Like a shining, cobalt blue Medusa, pieces of glass writhe outward, upward and downward in the best tradition of abstraction.
While termed a chandelier, the piece will be lit from its exterior rather than incorporated lighting.
The pieces of glass were blown in Finland and assembled over a canal in Venice in 1995-96, taken apart and then reassembled at CAM on May 22-23. The installation could easily have qualified as a performance art, as two of Chihuly's assistants were mechanically lifted from the glass-scattered floor of the hall to a metal-pronged base upon which they carefully fastened whichever shapes they felt appropriate to the current progress of the piece. Glass that has been shaped into swirls of blue, globes bearing additional impressions, striped and curved.
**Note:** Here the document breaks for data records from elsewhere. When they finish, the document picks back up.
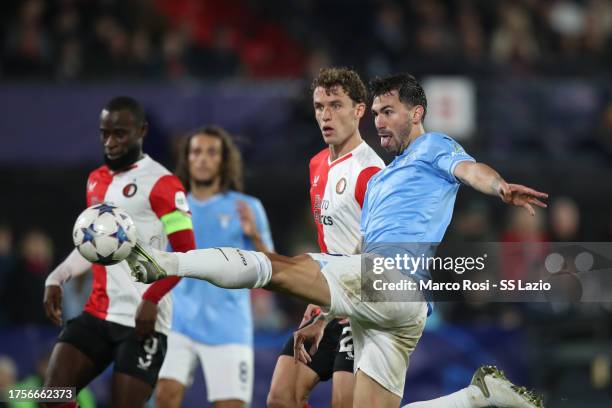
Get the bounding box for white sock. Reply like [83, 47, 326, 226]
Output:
[169, 247, 272, 289]
[402, 385, 489, 408]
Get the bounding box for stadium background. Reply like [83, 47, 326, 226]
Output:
[0, 0, 612, 407]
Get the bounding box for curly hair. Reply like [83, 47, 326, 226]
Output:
[370, 74, 427, 119]
[175, 125, 244, 192]
[310, 68, 368, 103]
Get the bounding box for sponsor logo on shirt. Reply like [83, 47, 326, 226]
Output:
[336, 177, 346, 194]
[312, 176, 319, 187]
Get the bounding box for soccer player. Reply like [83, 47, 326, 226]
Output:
[155, 126, 274, 408]
[44, 97, 195, 408]
[268, 68, 384, 408]
[128, 74, 547, 408]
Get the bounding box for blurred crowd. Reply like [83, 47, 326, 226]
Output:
[0, 0, 612, 81]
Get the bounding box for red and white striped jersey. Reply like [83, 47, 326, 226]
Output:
[85, 155, 189, 333]
[310, 142, 385, 254]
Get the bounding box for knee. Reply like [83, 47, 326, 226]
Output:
[266, 253, 312, 288]
[266, 390, 306, 408]
[155, 380, 183, 408]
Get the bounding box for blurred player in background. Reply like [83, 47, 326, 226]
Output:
[128, 74, 547, 408]
[44, 97, 195, 408]
[268, 68, 385, 408]
[155, 126, 274, 408]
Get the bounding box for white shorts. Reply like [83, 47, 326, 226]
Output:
[309, 254, 427, 398]
[159, 331, 254, 404]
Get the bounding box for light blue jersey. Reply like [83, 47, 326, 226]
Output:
[361, 133, 474, 279]
[172, 191, 274, 346]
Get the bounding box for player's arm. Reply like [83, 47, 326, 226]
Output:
[136, 175, 195, 338]
[43, 249, 91, 326]
[453, 161, 548, 215]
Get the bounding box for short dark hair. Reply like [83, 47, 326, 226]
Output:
[310, 67, 368, 103]
[104, 96, 145, 124]
[370, 73, 427, 119]
[175, 125, 244, 192]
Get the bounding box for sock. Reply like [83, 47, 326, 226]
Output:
[402, 385, 489, 408]
[169, 247, 272, 289]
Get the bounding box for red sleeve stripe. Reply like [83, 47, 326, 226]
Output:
[149, 174, 185, 218]
[355, 166, 380, 208]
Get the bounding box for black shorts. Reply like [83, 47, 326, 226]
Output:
[58, 312, 167, 387]
[281, 319, 354, 381]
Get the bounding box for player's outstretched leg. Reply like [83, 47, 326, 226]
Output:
[403, 366, 544, 408]
[127, 244, 331, 307]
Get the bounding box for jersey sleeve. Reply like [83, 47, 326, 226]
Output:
[149, 174, 193, 236]
[355, 166, 380, 208]
[251, 199, 274, 251]
[431, 136, 476, 183]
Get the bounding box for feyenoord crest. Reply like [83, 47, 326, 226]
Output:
[123, 183, 138, 197]
[336, 177, 346, 194]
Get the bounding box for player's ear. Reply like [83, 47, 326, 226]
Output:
[355, 103, 366, 119]
[412, 105, 425, 123]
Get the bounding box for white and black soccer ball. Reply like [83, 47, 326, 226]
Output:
[72, 203, 136, 265]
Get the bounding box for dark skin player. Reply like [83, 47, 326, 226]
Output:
[44, 110, 163, 408]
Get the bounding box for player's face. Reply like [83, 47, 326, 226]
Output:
[313, 86, 365, 145]
[372, 91, 414, 154]
[100, 109, 147, 164]
[188, 134, 223, 183]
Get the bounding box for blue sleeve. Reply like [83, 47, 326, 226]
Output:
[432, 136, 476, 183]
[251, 199, 274, 251]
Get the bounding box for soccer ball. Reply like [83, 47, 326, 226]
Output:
[72, 203, 136, 265]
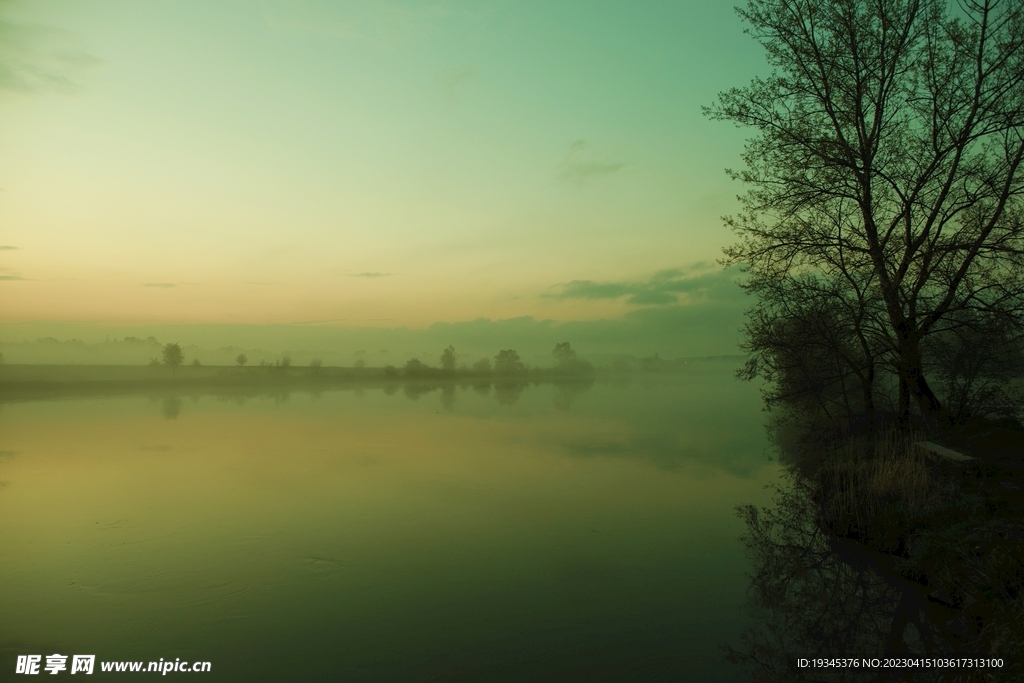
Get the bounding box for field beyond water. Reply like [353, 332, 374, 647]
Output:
[0, 360, 778, 681]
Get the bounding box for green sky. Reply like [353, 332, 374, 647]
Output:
[0, 0, 764, 358]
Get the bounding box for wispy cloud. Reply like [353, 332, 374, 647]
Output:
[345, 271, 393, 279]
[550, 264, 738, 306]
[0, 11, 102, 92]
[561, 140, 626, 185]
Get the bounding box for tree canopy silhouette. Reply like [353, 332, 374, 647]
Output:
[707, 0, 1024, 419]
[163, 343, 185, 372]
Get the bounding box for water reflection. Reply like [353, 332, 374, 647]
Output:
[160, 395, 181, 420]
[0, 360, 775, 682]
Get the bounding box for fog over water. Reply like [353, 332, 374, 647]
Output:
[0, 361, 776, 681]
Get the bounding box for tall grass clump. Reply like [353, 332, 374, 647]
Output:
[818, 430, 943, 554]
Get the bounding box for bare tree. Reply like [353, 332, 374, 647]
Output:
[495, 348, 526, 375]
[707, 0, 1024, 428]
[163, 343, 185, 374]
[441, 346, 455, 374]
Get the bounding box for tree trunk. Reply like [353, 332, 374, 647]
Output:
[899, 335, 949, 425]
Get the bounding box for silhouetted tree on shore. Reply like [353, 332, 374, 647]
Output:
[495, 348, 526, 375]
[708, 0, 1024, 422]
[441, 346, 456, 375]
[163, 343, 185, 374]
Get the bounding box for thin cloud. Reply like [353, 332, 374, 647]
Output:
[550, 268, 738, 306]
[345, 271, 393, 280]
[0, 12, 102, 93]
[561, 139, 626, 185]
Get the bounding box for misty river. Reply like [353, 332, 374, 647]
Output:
[0, 359, 778, 681]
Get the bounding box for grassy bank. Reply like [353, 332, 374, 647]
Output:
[815, 422, 1024, 667]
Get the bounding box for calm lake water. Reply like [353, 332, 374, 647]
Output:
[0, 361, 778, 681]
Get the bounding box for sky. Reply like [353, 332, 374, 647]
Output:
[0, 0, 765, 358]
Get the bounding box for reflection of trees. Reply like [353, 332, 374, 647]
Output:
[727, 477, 983, 681]
[160, 395, 181, 420]
[495, 379, 527, 405]
[441, 384, 455, 413]
[554, 378, 594, 411]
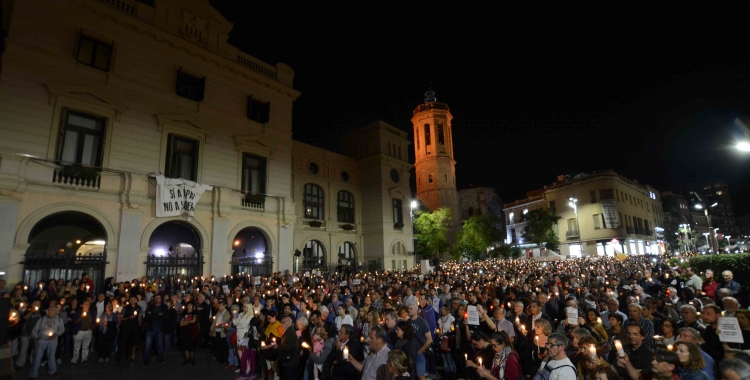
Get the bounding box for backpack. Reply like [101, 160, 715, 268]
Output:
[533, 361, 578, 380]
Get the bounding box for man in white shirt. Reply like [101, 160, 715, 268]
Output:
[685, 267, 703, 294]
[537, 333, 578, 380]
[601, 298, 628, 328]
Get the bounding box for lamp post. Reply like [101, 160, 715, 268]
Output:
[695, 200, 719, 254]
[409, 200, 417, 265]
[568, 197, 583, 257]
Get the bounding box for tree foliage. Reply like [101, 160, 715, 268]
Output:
[414, 207, 453, 259]
[452, 214, 500, 260]
[521, 209, 560, 251]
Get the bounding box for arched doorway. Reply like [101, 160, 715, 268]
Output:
[23, 211, 107, 294]
[300, 240, 327, 272]
[336, 241, 357, 275]
[146, 220, 203, 280]
[232, 227, 273, 276]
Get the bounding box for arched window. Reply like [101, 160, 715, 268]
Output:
[302, 183, 325, 220]
[391, 241, 406, 256]
[338, 190, 354, 223]
[302, 240, 326, 269]
[339, 241, 355, 268]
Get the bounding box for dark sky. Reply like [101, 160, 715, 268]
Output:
[211, 0, 750, 215]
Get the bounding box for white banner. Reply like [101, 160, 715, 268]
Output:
[601, 199, 620, 228]
[156, 175, 213, 218]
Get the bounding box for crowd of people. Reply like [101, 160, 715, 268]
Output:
[0, 252, 750, 380]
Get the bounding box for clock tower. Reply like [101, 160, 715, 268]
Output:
[411, 89, 460, 220]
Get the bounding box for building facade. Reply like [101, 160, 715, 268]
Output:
[0, 0, 413, 288]
[504, 170, 664, 257]
[411, 91, 461, 221]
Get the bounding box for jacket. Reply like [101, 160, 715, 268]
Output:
[31, 315, 65, 339]
[279, 326, 299, 367]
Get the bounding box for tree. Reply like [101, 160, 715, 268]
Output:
[664, 223, 687, 251]
[522, 209, 560, 251]
[414, 207, 453, 259]
[451, 214, 500, 260]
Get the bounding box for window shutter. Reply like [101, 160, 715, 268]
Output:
[164, 133, 174, 178]
[55, 107, 68, 161]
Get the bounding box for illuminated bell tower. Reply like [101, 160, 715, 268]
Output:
[411, 88, 460, 217]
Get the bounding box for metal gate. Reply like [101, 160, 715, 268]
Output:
[232, 256, 273, 277]
[21, 249, 107, 294]
[144, 256, 204, 281]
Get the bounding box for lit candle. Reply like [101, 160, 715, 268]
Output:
[615, 340, 625, 358]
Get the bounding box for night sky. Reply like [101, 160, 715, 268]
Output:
[210, 0, 750, 215]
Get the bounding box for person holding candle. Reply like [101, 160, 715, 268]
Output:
[96, 303, 117, 363]
[115, 296, 142, 365]
[393, 321, 418, 370]
[16, 301, 42, 368]
[143, 294, 168, 367]
[615, 322, 654, 380]
[70, 300, 96, 365]
[534, 333, 578, 380]
[674, 340, 709, 380]
[477, 331, 523, 380]
[525, 318, 552, 373]
[278, 315, 300, 380]
[29, 304, 65, 379]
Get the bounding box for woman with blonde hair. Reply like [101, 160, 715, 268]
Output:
[386, 349, 414, 380]
[674, 340, 708, 380]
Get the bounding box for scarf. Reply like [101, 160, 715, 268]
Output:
[492, 346, 512, 379]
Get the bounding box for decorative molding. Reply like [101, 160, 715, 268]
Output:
[234, 135, 273, 158]
[47, 84, 128, 121]
[156, 114, 214, 138]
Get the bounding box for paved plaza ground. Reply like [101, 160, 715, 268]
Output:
[15, 350, 238, 380]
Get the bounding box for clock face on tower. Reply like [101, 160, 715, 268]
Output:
[391, 169, 398, 182]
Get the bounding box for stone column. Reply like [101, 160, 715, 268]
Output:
[116, 209, 145, 282]
[206, 217, 231, 278]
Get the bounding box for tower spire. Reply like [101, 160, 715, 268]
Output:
[424, 82, 437, 104]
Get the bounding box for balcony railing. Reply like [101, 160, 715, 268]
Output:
[52, 166, 102, 189]
[565, 230, 581, 239]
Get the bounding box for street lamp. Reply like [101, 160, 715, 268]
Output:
[409, 200, 417, 265]
[695, 194, 719, 254]
[568, 197, 583, 257]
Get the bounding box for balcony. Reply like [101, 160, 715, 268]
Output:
[52, 165, 102, 190]
[240, 193, 266, 211]
[302, 219, 326, 229]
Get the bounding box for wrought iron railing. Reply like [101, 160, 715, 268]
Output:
[21, 251, 107, 293]
[565, 230, 581, 239]
[232, 256, 273, 276]
[52, 169, 102, 189]
[144, 255, 204, 280]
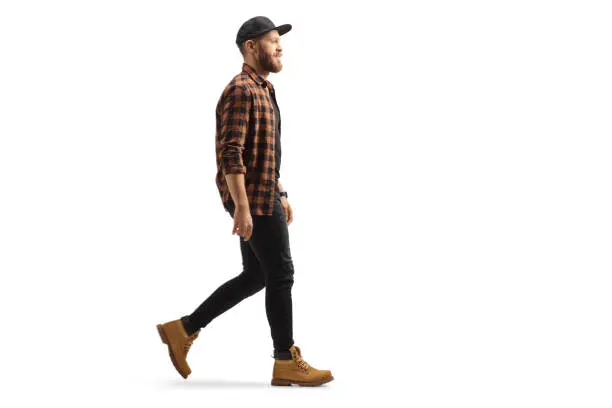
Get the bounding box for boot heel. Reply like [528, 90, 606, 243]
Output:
[272, 378, 291, 386]
[157, 324, 168, 344]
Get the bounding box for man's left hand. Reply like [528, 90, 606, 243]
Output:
[281, 197, 293, 225]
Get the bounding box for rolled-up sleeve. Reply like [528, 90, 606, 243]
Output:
[220, 85, 251, 175]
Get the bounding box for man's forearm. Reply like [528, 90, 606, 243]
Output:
[225, 173, 249, 208]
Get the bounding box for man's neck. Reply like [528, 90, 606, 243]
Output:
[244, 61, 270, 79]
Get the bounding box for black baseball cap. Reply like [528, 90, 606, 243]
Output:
[236, 16, 291, 45]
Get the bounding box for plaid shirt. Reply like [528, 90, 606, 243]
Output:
[215, 63, 280, 215]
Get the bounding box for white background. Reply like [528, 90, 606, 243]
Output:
[0, 0, 612, 407]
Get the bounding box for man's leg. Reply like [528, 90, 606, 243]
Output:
[181, 211, 265, 335]
[248, 193, 294, 359]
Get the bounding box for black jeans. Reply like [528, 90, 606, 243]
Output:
[182, 192, 294, 356]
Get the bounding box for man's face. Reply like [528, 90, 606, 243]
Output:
[254, 30, 283, 72]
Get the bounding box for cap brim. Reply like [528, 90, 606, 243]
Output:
[273, 24, 291, 35]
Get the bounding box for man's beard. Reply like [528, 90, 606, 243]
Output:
[259, 50, 282, 72]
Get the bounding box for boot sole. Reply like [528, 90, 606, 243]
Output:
[157, 324, 190, 379]
[271, 376, 334, 387]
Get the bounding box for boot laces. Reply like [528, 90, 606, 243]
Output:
[185, 330, 200, 354]
[293, 346, 310, 371]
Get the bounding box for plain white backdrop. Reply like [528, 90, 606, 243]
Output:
[0, 0, 612, 408]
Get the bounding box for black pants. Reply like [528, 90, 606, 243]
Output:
[182, 192, 293, 358]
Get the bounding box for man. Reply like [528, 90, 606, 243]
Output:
[157, 16, 333, 386]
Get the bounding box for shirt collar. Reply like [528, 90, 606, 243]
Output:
[242, 62, 274, 91]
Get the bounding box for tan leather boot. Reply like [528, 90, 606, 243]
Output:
[157, 319, 200, 378]
[272, 345, 334, 387]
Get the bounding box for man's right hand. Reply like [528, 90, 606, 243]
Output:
[232, 206, 253, 241]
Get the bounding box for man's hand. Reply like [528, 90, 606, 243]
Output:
[281, 197, 293, 225]
[232, 206, 253, 241]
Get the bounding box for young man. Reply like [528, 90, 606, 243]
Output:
[157, 16, 333, 386]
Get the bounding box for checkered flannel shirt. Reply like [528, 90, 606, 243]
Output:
[215, 63, 280, 215]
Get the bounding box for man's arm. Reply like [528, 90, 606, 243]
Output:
[220, 85, 251, 208]
[225, 173, 249, 209]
Every whirl of wind and sea are in there, elegantly echoing the forms of our earth.
In a small gallery just off the Great Hall, a companion exhibit of glass by Chihuly and other glass artists offers a neat catalog of possibilities and methods of working with glass. Seems this is a medium that can be manipulated with as much limitless flexibility as any other sculpture material. A look at the classic preoccupation with light in the Christopher Reis sculpture gives insight into a completely different interpretation. In addition to blowing glass forms, glass can be cut, patterned, colored, shaped and more.
A Touch of Glass has been curated from the museum's own collection and loaned from private collections.
WHO: Dale Chihuly's glass sculpture, "Rio delle Torreselle." · WHEN: All summer, Tuesday-Sunday. · WHERE: The Cincinnati Art Museum's main lobby. · TICKETS: You can walk into the lobby and see the sculpture for free. Admission to the entire museum is cheap most days ($5) and free on Saturdays. · INFO: 513-639-2984.